The present study is subject to certain limitations. Firstly, although we tested numerous drug resistance genes in the strains, we did not conduct whole-genome sequencing. This omission resulted in a lack of plasmid data and hindered our ability to identify other uncommon resistance mechanisms. Future research will address this limitation by exploring the genetic characteristics of resistance genes, including their chromosomal or plasmid locations, homology characteristics, and insights into the evolutionary and developmental patterns of the strains over the three-year period. In addition, this study has a small sample size and is conducted at a single center. There is still a need to confirm these findings in multicenter, large-sample, randomized controlled trials.

Conclusion

Our study found that CREC isolates were resistant to most antibiotics, primarily due to NDM-related mechanisms. The isolates exhibited high sequence type diversity, with ST410 being the most common, followed by ST5229. Notably, we first describe a clinical CREC strain carrying both mcr-1 and blaNDM4 from China.
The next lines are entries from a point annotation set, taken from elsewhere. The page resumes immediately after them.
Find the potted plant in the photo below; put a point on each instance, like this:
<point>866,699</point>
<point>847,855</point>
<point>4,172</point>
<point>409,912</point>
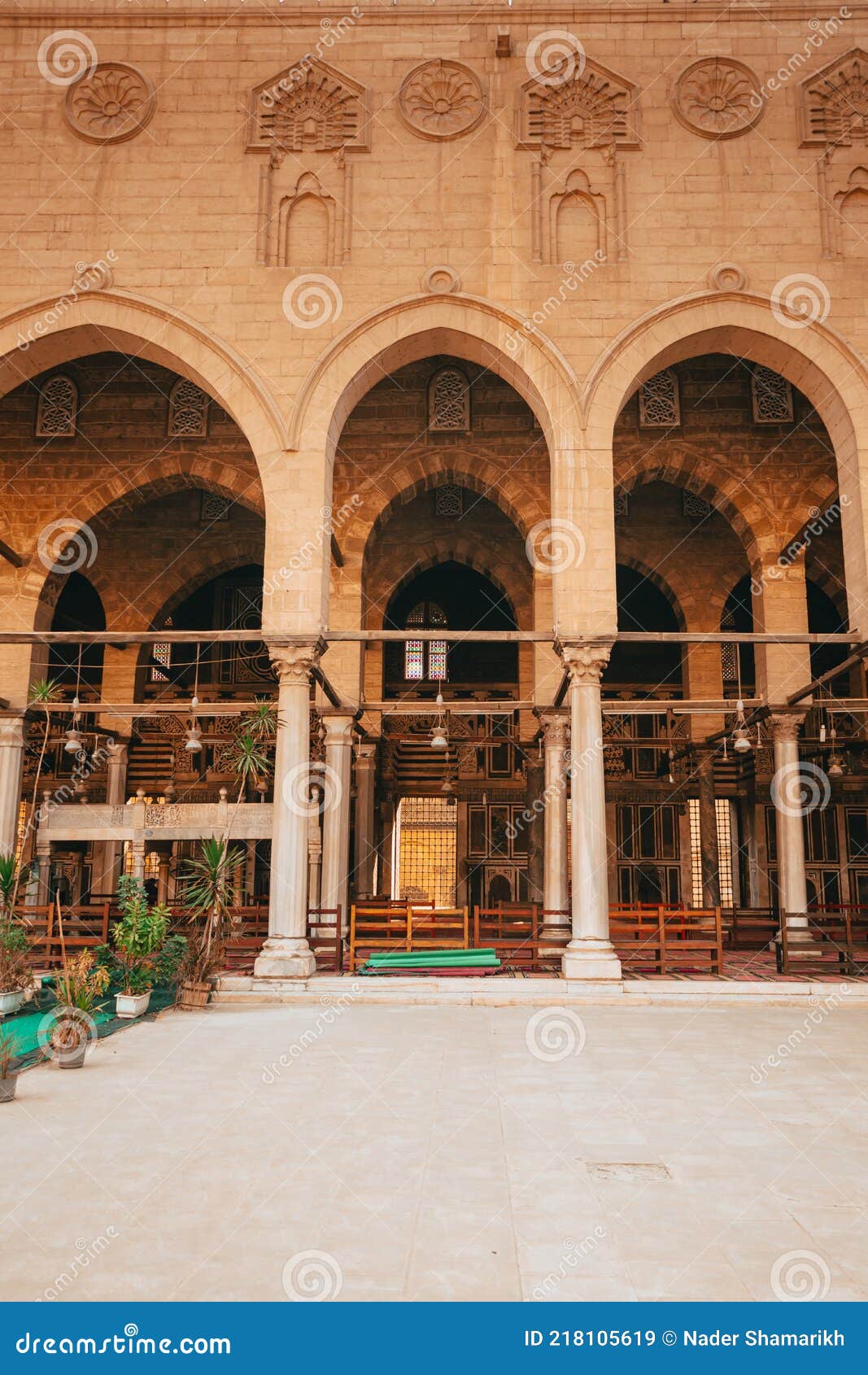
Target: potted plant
<point>143,950</point>
<point>79,986</point>
<point>211,894</point>
<point>8,1067</point>
<point>15,976</point>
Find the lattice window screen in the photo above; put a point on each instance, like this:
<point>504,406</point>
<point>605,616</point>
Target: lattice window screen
<point>58,404</point>
<point>694,506</point>
<point>770,396</point>
<point>187,410</point>
<point>659,406</point>
<point>428,850</point>
<point>449,400</point>
<point>449,501</point>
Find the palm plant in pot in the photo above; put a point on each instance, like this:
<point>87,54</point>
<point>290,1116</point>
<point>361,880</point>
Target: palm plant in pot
<point>14,945</point>
<point>79,986</point>
<point>211,894</point>
<point>8,1067</point>
<point>143,950</point>
<point>213,875</point>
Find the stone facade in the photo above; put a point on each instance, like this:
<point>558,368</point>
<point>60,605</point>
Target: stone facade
<point>607,221</point>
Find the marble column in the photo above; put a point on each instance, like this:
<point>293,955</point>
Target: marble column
<point>107,854</point>
<point>338,781</point>
<point>366,850</point>
<point>591,954</point>
<point>286,952</point>
<point>556,868</point>
<point>794,787</point>
<point>11,766</point>
<point>387,835</point>
<point>534,809</point>
<point>708,829</point>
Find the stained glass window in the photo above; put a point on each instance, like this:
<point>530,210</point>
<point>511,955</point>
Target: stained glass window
<point>427,661</point>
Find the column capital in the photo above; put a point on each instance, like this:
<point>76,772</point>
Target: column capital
<point>338,727</point>
<point>555,729</point>
<point>585,661</point>
<point>786,727</point>
<point>294,663</point>
<point>11,731</point>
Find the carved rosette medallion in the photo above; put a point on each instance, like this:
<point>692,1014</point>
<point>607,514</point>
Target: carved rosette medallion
<point>113,102</point>
<point>294,663</point>
<point>442,101</point>
<point>718,98</point>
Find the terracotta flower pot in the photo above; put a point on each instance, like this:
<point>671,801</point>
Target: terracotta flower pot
<point>68,1050</point>
<point>131,1004</point>
<point>194,994</point>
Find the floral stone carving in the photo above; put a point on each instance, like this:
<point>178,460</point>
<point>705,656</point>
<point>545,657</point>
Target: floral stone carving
<point>442,101</point>
<point>113,102</point>
<point>718,98</point>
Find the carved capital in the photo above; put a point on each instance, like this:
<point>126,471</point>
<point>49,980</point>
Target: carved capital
<point>585,661</point>
<point>786,727</point>
<point>294,663</point>
<point>556,731</point>
<point>11,731</point>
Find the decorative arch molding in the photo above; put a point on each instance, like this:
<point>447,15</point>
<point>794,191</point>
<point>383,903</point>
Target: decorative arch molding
<point>726,494</point>
<point>665,587</point>
<point>728,322</point>
<point>49,333</point>
<point>467,469</point>
<point>107,502</point>
<point>460,550</point>
<point>420,326</point>
<point>177,582</point>
<point>813,358</point>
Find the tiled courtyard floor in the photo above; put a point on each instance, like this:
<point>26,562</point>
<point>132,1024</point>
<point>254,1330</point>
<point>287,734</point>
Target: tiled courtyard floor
<point>427,1153</point>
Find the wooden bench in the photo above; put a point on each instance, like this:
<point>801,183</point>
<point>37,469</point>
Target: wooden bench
<point>838,944</point>
<point>376,927</point>
<point>637,936</point>
<point>667,940</point>
<point>325,936</point>
<point>512,931</point>
<point>81,927</point>
<point>750,928</point>
<point>692,941</point>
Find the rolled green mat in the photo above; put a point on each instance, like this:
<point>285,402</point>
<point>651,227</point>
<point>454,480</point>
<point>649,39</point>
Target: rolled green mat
<point>424,954</point>
<point>486,962</point>
<point>421,956</point>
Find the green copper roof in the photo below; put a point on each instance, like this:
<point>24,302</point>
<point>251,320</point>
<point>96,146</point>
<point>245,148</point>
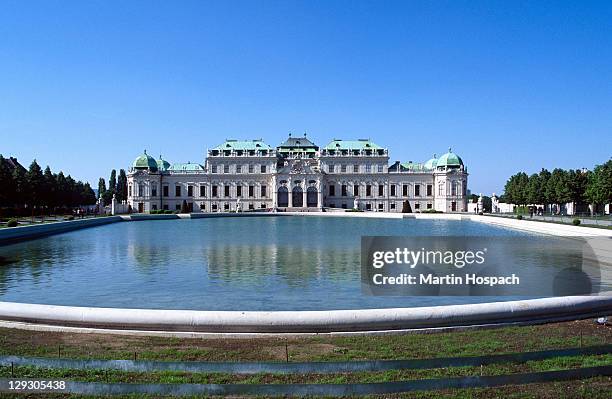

Vigilance is crucial to prevent the spread of drug-resistant plasmids from animals to humans through the food chain. Antibiotic usage, antifungal treatment, detection of other pathogens (prior to CREC infection), and respiratory disease were identified as independent risk factors for CREC infection. Using the results, we developed a simple scoring system to identify CREC infections with the sensitivity of 96% and specificity of 78% when scores are ≥ 2 points.This indicated the monitoring of this isolate should be enhanced.